As such, Ball — whose hit records stretch from the late ’80s to 2004 — revels in dance halls and intimate venues these days. The Orange Blossom Opry in Weirsdale, known nationwide for feeding its performers hearty Southern meals, is one of his favorite spots.
He returns Friday night to OBO, fresh off his self-released album Come See Me his first in eight years. With its first single “I Got a Broken Heart in the Mail,” this is a disc of honky-tonk tracks, fun and free and far from polished.
It was recorded in his home studio in Nashville.
“I’ve got a great little studio. I started doing everything myself,” he said. “I’m an old upright bass player. I dug out the old bass fiddle and put that on there. It was a while just messing around with this thing — all that technology, it’s a little complicated.”
Once comfortable with all the studio gadgets, he did what David Ball does next: Go to the pawnshop to buy guitars.
“I got some old stuff, but that electric guitar is quite the instrument. I’m not really a hot-licks guitar player. I play like Johnny Cash’s background guitar players. Very simple,” he said.

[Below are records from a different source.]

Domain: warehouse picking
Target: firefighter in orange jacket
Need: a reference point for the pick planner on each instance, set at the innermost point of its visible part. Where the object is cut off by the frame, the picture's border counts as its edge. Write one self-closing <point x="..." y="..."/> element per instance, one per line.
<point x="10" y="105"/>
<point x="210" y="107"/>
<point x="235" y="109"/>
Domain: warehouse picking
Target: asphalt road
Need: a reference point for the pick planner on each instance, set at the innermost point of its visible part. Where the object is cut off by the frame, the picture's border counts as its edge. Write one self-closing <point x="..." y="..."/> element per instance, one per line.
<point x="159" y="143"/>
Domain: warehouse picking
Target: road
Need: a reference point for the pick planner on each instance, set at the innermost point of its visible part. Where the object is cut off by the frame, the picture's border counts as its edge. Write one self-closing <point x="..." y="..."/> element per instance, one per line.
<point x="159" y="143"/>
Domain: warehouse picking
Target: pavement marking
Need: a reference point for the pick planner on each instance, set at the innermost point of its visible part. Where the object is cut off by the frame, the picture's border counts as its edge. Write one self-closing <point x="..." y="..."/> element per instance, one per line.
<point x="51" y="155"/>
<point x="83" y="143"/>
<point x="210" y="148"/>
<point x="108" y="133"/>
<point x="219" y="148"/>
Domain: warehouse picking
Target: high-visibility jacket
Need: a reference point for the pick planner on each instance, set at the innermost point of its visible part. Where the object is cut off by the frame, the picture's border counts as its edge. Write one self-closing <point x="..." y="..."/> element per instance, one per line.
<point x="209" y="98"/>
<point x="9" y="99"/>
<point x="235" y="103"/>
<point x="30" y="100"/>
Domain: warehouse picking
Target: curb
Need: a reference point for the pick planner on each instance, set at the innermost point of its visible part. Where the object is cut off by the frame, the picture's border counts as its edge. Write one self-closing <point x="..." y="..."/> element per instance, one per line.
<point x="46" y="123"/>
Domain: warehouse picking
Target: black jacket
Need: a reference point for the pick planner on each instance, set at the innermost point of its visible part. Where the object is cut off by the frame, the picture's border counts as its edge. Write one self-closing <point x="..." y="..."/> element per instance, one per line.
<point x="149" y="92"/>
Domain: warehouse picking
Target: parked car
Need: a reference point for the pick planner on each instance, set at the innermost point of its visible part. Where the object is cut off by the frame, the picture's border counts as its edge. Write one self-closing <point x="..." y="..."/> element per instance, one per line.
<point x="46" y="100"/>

“So this collection of songs seemed to work in this way, and, as a songwriter, people always say keep it simple. So this is not complicated. It’s not overcooked. I captured these songs and let it go. It was a joy.”
Come See Me was released in September, and the reviews have been good so far, particularly among the feathered fans outside the studio door.
“I’ve got these guinea hens. They’re like chickens,” Ball said. “They like music, and so they got into this habit of when I’d be in there really wailing away, they’d come up to the door and start squawkin’. I had to redo a couple of (tracks) because they were in there singing. Those are my background vocals there.
“They’re pretty loud,” he added. “Chickens are country music fans, I’ll tell you that.”
The show he will bring to the opry is powered by a stripped-down ensemble; it will be an intimate set that invites audience interaction and chatter.
“We’ll do anything. If people really want to hear something, holler it out. We’ll try to get to it,” Ball said. “We like to play music that’s fun to play, and I really like to write that kind of stuff. That’s what this new record is, just music that I would like to hear.”
This is David Ball in the instant age of digital downloads and a recording business that does not reward hit songs as it once did. He is, quite simply, an old upright bass player picking old guitars and playing what he wants to play. And diehard fans or guinea hens can chill, dance and/or sing along.
“It’s about the songs. It’s about the songwriting,” he said. “I like what we’re doing because it’s not complicated, and I sort of think these people (the fans) feel the same way. They’re not going to be interested in standing in line, finding a place to park. This is different. This is more spontaneous, kind of intimate.
“They don’t have an agenda, the people who come out. They just want have a good time and hear some good music. It’s that simple.”